Where do you go when you are at that breaking point? When all Hell has been let loose on you and your family and you are at your breaking point, where do you go? I would love to say that I immediately go to the Lord and seek His face, but many times, it takes me a while. Sometimes, I try to handle it myself before I finally go to Him. But, in the Garden of Gethsemane, Jesus went to His Father.
Jesus spoke about his Father many times, but the first time that we see the most endearing term for Father was there in the Garden when the stress of the situation was forcing drops of blood out of his pores. It was there as He faced the greatest, most emotional, mental, and physical death ever known in history.

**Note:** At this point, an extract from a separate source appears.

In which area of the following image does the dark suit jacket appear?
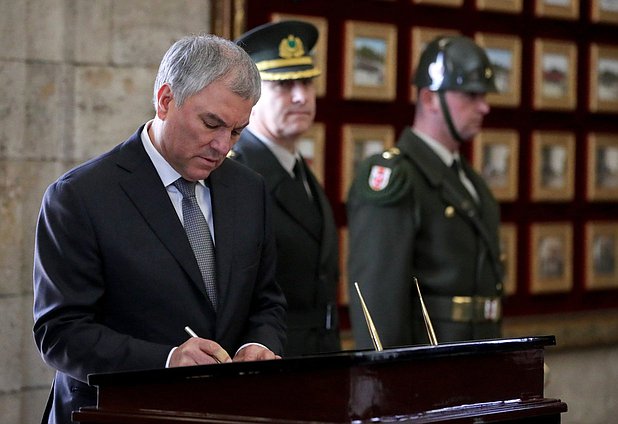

It was there where His own disciples could not stay awake to pray with Him and He was alone. It was there that we first heard Him call out, “Abba.”
Abba is the term that is best translated into “Dad.” At His breaking point, under duress like none of us will ever know, He did not cry out to His Authority by saying ‘Father.’ He did not cry out for strength or power, all of the things that our society values most about Fathers. No, by crying out “Abba,” He was crying out for the love of His Dad. Is there anything more powerful than the love of Dad? It is the overwhelming tenderness from powerful hands. It is the moment when the man who must be strong to protect the family and set boundaries and discipline chooses to love tenderly. This is who Christ called upon.
Dad, can you be that man? Can you be tender while remaining strong? Can you be there when your children are at their breaking point as a source of comfort. What a gift we can be to our children if we can embody the tenderness of God along with the strength of God. How many children and adults hunger for the love of Dad. The love of Mom is just as significant but different; just as necessary and valuable but distinct from the love of Dad.
For those who have never experienced it, you can. The Almighty, All-Powerful, Ruler of the Universe is also “Abba.” His tenderness and comfort is found beyond the authority and power. Call out to Him and He will be there.
And Dads, don’t just be a Father. Be ‘Abba’ to your children. Know them enough to discern their moments of overload, pain, and stress and be ‘Abba’ to them. At the breaking point of a child, whether an infant or fully grown, there is something about the loving touch of Dad and when combined with the love of Mom, what more could a child ask for.